Unfortunately, at the time when Ramos Martínez was making headway in Paris, Mrs. Hearst decided that she could no longer give him his monthly stipend. He returned to Mexico in 1910, the year when the Mexican Revolution began. Students at the Academia demanded changes in its teaching methods, and in 1913 he was appointed director of the Academia with the charge to bring about change. According to Carmen Vidaurre he transformed the traditional studio classes into open workshops and promoted “au plein air” painting. Also, after 1913 one sees in his paintings a predominance of popular settings and characters, and the embrace of a Mexican cultural identity that emphasizes indigenous peoples and cultures.

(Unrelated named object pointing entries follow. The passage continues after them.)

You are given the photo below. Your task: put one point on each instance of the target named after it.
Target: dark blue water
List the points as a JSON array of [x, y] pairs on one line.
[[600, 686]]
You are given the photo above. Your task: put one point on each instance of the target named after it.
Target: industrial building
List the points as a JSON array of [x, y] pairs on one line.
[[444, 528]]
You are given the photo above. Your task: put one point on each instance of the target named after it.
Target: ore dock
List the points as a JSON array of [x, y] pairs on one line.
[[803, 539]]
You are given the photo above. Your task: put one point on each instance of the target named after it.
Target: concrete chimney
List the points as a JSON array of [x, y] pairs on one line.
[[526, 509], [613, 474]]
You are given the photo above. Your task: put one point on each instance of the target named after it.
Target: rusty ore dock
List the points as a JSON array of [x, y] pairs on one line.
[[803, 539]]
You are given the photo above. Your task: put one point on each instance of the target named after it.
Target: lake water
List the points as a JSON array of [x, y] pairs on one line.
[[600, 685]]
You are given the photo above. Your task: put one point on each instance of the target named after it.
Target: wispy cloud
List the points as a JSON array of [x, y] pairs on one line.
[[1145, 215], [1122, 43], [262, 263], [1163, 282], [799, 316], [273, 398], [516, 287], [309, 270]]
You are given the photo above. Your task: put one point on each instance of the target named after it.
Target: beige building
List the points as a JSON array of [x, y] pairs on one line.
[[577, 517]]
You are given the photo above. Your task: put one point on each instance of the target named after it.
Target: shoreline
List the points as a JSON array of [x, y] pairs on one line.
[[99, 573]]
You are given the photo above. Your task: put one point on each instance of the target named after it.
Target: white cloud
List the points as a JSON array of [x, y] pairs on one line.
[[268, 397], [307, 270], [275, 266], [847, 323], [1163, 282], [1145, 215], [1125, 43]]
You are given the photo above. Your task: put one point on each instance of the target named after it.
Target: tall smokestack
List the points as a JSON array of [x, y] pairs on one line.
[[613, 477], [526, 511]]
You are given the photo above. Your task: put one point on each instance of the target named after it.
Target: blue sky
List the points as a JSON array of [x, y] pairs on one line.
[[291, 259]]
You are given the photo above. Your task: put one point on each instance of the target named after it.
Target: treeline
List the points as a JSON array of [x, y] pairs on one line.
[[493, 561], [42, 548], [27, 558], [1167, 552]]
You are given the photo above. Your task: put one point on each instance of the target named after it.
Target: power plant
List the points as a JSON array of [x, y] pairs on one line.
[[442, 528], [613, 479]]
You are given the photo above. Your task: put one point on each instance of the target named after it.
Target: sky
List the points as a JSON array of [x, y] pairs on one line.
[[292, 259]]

Alfredo Ramos Martínez married in 1928, and he and his wife had a daughter who was born suffering from a debilitating bone disease. Initially he sought medical treatment for his child at the Mayo Clinic, in Rochester, Minnesota. In the following year, he learned that Dr. John A. Wilson of Los Angeles had developed a treatment for the disease ailing his daughter and settled in California. In Los Angeles, he was offered an exhibition at Exhibition Park. More exhibitions followed, and he developed a strong following in the Hollywood community. He also exhibited with great success in San Diego and in San Francisco, and he painted “al fresco” murals at several institutions in California, and in the chapel of the Santa Barbara Cemetery. “The Flower Sellers” dates from that period. In 1942 Ramos Martínez returned to Mexico, and he was commissioned to paint a series of murals at the Normal School for Teachers in Mexico City. But in 1945 he received several commissions in California, including that for a large “al fresco” mural at Scripps College, in Claremont, Los Angeles County, and returned to California. He died in California while working on that mural on November 8, 1946.
Ramos Martinez’s influence in Mexico from the 1910 to 1928 is documented by Carmen Vidaurre in her two-volume work El modernismo y su legado (Guadalajara, 2014), and in the exhibit catalog Alfredo Ramos Martínez and Modernismo (West Hollywood, CA: Louis Stern Fine Arts, 2009). I want to thank Valeria Piccoli, Ken and Linda Cutler Chair of the Arts of the Americas and Curator of Latin American Arts, for information on the provenance of “The Flower Vendors,” and Mary Yee for information about the procedure for selecting of the theme artwork of Art in Bloom.